「声に出さぬ祈りを『ねんじ』、こみ上げる涙を『ねんず』。強き心は静寂に宿る」
📖 意味と用法
ねんず は、サ行変格活用またはサ行下二段活用の動詞で、心の中で強く思うことを表します。
- (心の中で)祈る、祈願する: 神仏に対して、声に出さずに心の中で願い事をする。
- 我慢する、こらえる、堪える: 痛みや悲しみ、怒りなどの感情を表に出さないように、心の中で抑えつける。
文脈から、心の働きが外(神仏)に向かっているのか、内(自己の感情)に向かっているのかを判断するのがポイントです。多くの場合、サ行変格活用で用いられます。
「祈る」の例
ただ仏を念じ奉る。(平家物語)
(ただひたすら仏様にお祈り申し上げる。)
「我慢する」の例
念じわびて、湯に入りぬ。(更級日記)
(我慢しきれなくなって、湯に入った。)
📝 活用形
「ねんず」の活用(サ行変格活用)
活用形 | 語形 |
---|---|
未然形 | ねんぜ / ねんじ |
連用形 | ねんじ |
終止形 | ねんず |
連体形 | ねんずる |
已然形 | ねんずれ |
命令形 | ねんぜよ / ねんじよ |
📝 練習問題
傍線部の「ねんず」の現代語訳として最も適切なものを選んでください。
1. 観音をねんじ奉らむ。(源氏物語)
お祈り申し上げよう
我慢申し上げよう
考え申し上げよう
こらえ申し上げよう
解説:
対象が「観音」様であることから、神仏への祈願であることがわかります。したがって「お祈り申し上げよう」が適切です。
2. いと心苦しければ、ねんじてぞ聞く。(枕草子)
祈って
我慢して
考えて
祈願して
解説:
「いと心苦し(たいそうつらい)」という状況で聞いているので、つらい気持ちを「我慢して」聞いていると解釈するのが自然です。
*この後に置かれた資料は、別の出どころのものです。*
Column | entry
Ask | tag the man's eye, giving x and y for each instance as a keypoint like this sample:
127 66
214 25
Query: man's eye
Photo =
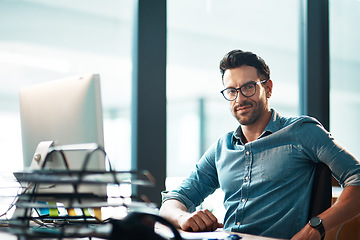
231 91
248 87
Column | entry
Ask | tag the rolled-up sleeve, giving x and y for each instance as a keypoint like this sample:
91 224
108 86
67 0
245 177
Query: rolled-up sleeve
320 144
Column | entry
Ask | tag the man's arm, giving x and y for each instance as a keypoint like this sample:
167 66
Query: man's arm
346 208
179 216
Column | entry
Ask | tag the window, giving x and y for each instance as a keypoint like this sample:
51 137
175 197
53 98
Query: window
344 72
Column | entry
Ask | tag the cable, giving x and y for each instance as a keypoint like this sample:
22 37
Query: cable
338 232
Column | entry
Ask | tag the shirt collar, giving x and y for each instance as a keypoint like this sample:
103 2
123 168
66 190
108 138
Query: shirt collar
273 126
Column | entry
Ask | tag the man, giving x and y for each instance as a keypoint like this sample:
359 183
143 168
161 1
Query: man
265 167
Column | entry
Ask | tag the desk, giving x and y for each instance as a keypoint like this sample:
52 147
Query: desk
218 234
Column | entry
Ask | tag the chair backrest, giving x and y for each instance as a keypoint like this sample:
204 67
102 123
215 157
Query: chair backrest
321 193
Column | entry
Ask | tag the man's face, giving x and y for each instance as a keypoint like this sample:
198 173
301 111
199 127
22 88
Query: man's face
247 110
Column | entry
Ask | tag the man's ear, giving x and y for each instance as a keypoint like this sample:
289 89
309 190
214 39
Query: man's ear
268 88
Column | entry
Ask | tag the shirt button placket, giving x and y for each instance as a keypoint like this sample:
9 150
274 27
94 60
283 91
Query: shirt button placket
244 195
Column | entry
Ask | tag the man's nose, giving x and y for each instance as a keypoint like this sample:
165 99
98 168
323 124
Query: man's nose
239 97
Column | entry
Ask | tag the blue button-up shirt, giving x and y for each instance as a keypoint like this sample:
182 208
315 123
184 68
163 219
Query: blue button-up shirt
267 182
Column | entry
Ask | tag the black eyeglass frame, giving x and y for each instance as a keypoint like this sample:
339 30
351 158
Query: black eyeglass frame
239 90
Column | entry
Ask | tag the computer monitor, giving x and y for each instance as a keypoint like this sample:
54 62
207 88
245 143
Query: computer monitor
65 111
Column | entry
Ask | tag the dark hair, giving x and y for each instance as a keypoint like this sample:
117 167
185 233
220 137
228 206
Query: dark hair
238 58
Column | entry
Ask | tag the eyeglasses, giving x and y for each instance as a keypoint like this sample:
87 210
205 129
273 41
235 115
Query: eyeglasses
247 90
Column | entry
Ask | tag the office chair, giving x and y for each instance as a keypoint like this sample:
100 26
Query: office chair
321 194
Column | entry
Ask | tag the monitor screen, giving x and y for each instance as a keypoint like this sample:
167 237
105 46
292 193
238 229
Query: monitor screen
65 111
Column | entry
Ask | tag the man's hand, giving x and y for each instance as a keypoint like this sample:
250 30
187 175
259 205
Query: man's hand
199 221
307 233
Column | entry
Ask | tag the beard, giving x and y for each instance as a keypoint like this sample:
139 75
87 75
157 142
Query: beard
256 112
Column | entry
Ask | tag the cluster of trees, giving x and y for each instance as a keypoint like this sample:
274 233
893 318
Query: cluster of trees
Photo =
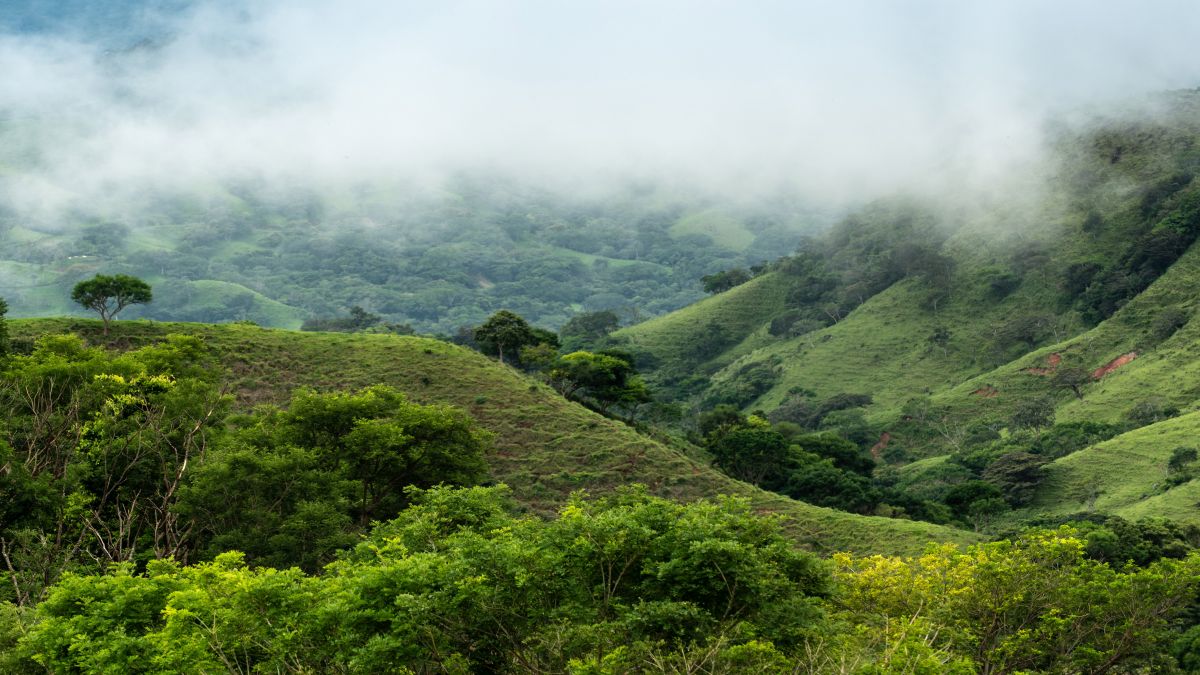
817 467
625 583
604 380
111 459
1170 223
432 261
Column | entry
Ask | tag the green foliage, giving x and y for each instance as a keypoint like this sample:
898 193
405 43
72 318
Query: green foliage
1017 475
97 447
293 487
723 281
1033 413
505 332
605 380
4 328
459 583
111 294
1150 411
359 320
1071 614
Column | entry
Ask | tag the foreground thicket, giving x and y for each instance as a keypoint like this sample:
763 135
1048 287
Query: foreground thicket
627 583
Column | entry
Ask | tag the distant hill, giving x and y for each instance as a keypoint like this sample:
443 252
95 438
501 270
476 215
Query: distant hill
953 316
546 447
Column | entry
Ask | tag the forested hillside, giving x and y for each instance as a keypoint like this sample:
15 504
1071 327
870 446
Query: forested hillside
601 338
432 260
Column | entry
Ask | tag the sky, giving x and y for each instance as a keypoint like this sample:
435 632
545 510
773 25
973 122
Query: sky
833 100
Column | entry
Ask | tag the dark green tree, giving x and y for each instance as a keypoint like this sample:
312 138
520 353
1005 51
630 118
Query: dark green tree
591 326
723 281
1033 413
4 328
504 332
111 294
604 378
1017 475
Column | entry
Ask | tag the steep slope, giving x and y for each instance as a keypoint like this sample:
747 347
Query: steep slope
1077 298
545 447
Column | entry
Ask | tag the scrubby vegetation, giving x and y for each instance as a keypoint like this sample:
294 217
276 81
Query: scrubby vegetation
933 438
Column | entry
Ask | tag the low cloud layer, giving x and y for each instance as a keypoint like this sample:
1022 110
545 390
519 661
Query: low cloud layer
835 100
3. ねんじても、なほ涙の落つるを、(和泉式部日記)
祈っても
考えても
こらえても
祈願しても
解説:
涙が落ちるのを止めようとしている文脈です。したがって、涙を「こらえても」やはり落ちてしまう、という意味になります。
4. ねんずれば、叶はぬことなきなり。(徒然草)
祈れば
我慢すれば
考えれば
こらえれば
解説:
「叶はぬことなき(叶わないことはない)」とあるので、願い事をすること、つまり「祈れば」と解釈するのが適切です。
5. 痛きことあれども、ねんじてぞありける。(竹取物語)
祈って
考えて
我慢して
祈願して
解説:
「痛きこと(痛いこと)」があるので、その痛みを「我慢して」いた、という意味になります。②の用法です。